Des doutes subsistent quant à la faisabilité du projet consistant à construire 1 000 logements haut de gamme chaque année dans cette zone autonome respectueuse de l’environnement. L’économie locale pourrait ne pas être suffisamment dynamique pour soutenir un tel développement, rendant le projet tributaire des importations et de la main-d’œuvre étrangère.

La réalisation de cette enclave pourrait en effet donner naissance à un État dans l’État.

Tendance générale

Ces critiques proviennent d’une minorité active en ligne, rétorque M. Janssens, qui estime que beaucoup de personnes sont impatientes de voir ce projet prendre forme, notamment grâce aux investissements qu’il prévoit pour les infrastructures de ce petit État et aux possibilités d’emplois qualifiés liés à la construction et à cette future zone franche.

 

Cependant, Tamanisha John, experte des Caraïbes et professeure adjointe au département de sciences politiques de l’université de York au Canada, soutient que les inquiétudes des habitants de Saint-Kitts-et-Nevis sont fondées.

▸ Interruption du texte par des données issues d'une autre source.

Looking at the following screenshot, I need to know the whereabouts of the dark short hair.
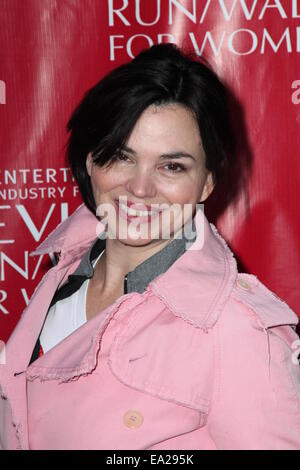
[67,44,231,212]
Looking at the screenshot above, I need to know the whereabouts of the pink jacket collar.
[33,205,237,329]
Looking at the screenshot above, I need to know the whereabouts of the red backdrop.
[0,0,300,341]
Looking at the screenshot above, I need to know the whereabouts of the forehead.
[127,104,202,153]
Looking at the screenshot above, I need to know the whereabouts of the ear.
[86,152,94,176]
[199,172,215,202]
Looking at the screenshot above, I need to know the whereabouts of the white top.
[40,250,105,353]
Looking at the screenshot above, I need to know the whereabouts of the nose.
[125,169,157,199]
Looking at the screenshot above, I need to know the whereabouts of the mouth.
[115,200,161,220]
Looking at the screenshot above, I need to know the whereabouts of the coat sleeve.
[207,280,300,450]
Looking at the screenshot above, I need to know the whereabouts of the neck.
[95,238,173,290]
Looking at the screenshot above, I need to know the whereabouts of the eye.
[164,162,185,173]
[114,151,130,162]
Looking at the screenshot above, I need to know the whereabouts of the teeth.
[119,203,157,217]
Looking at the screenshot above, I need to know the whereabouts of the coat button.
[236,279,251,291]
[123,410,144,428]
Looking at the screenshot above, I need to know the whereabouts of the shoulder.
[231,274,299,329]
[217,274,300,373]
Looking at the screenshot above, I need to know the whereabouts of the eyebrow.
[122,145,196,160]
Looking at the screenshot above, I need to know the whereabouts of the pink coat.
[0,206,300,450]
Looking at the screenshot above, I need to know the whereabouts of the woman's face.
[87,104,213,246]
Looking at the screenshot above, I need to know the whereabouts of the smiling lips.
[116,201,161,218]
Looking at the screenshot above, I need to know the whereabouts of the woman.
[0,45,300,449]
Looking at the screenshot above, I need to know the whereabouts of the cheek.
[161,178,203,205]
[91,169,120,197]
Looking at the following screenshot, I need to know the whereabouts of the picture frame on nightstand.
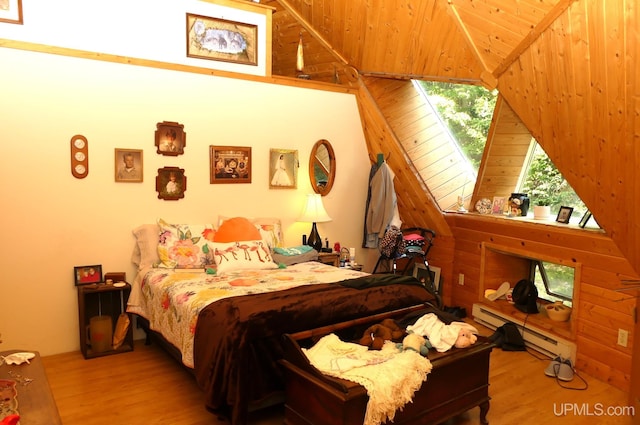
[73,264,102,286]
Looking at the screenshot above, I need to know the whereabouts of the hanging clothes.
[365,162,402,248]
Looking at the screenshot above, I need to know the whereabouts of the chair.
[372,226,440,304]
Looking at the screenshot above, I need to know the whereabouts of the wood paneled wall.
[469,96,535,205]
[498,0,640,274]
[445,214,636,390]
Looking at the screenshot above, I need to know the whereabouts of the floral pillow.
[158,219,215,269]
[209,239,278,274]
[218,216,283,249]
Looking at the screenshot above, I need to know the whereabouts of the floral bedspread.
[127,262,366,368]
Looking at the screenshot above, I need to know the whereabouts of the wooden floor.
[43,327,631,425]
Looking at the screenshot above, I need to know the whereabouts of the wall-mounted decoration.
[73,264,102,286]
[114,148,143,183]
[156,121,187,156]
[556,207,573,224]
[156,167,187,201]
[209,146,252,184]
[187,13,258,65]
[70,134,89,179]
[0,0,22,25]
[269,149,299,189]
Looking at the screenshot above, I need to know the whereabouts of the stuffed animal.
[358,319,405,350]
[398,333,430,357]
[454,328,478,348]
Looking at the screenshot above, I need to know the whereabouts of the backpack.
[378,226,405,258]
[512,279,538,314]
[489,322,527,351]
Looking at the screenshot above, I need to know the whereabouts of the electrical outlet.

Les exemptions fiscales et juridiques accordées aux zones autonomes engendrent inévitablement des conflits avec la population locale, comme l’illustre le cas célèbre de l’enclave libertarienne de Prospera, créée en 2020 sur l’île hondurienne de Roatan, qui a provoqué des tensions avec une communauté autochtone sur la question des ressources en eau.

Cette universitaire d’origine guyano-américaine souligne que l’émergence de ces enclaves s’inscrit dans une tendance régionale de privatisation des côtes par des investisseurs aisés.